When I was 12, I finally got the dog that I had begged my parents for all my life. She was the sweetest mutt ever, but she loved to chase cars. One day, she slipped out the door as I was preparing to take her out after school. I was so pissed off that she got out AGAIN, that I went inside and decided to take my time to get her leash and some food to lure her back. All of a sudden, I heard this terrible screech of tires and little dog yips. I ran outside to see my poor little dog lying in the grass on the other side of the street, looking at me pathetically. This lady had pulled into our driveway and was looking pathetically and sadly at my dog. My grandma, who lived with us, was also there. The lady was saying over and over how sorry she was, I guess, but all I could concentrate on was her stupid keychain that had the name Cheryl on it.

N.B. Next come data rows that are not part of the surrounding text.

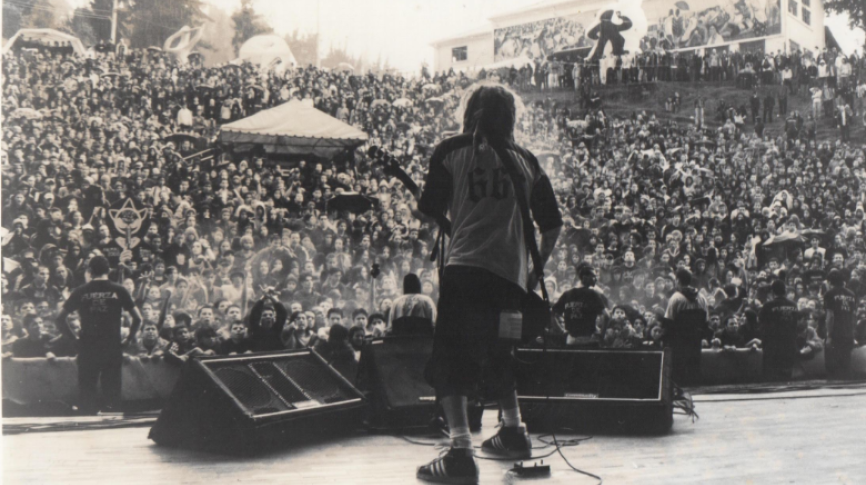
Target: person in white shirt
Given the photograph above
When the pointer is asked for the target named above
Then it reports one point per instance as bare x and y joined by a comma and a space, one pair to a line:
817, 99
861, 97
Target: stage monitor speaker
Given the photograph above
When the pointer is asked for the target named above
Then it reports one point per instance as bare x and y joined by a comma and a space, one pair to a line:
616, 391
393, 375
250, 403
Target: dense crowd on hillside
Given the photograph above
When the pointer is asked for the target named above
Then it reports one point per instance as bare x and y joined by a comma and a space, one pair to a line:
235, 237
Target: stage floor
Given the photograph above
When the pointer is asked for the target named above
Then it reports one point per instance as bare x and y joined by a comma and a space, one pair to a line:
813, 437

Since there was really nothing anyone could do, my grandma turned to me and said, “Thank the lady.” (Thank her?? For what?? But I guess that’s the older generation for you.) My best friend came over and helped me load my poor little dog into my red wagon so we could take her to the vet that was a block from my house. She died later that night, and I had to stay home from school the next day so I could cry and sleep all day in peace.

Although I’ve told many, many people about my grandma making me thank the lady for hitting my dog, I’ve never told anyone that the reason she got hit in the first place was my fault.

These things happen. It doesn’t make them any easier to accept, but blaming yourself doesn’t help either. Remember all the good times you and Jake had, and eventually the pain and guilt will go away. So sorry to hear about your loss.

Carina, I feel just as bad as you do right now. I have to take my wonderful black lab, Adam, to go and meet his prospective new family in about one hour. The details of why this is happening are long and dramatic; let’s just say that Adam is a hunter and the neighborhood animals are coming up missing in droves.

But he’s so great with people. He’s a big baby, actually. He thinks he weighs 25 pounds when it’s more like 125, and he tries to climb in my lap.

I don’t know if I can do this.

Okay, well, Carina, maybe it ain’t the exact same situation, but honey, I’ve cried a river over this and I know you’re crying too.

What is it about these goddamned dogs that we’d rather not live without? :wink:

Keep the faith. I’ll be thinking of you.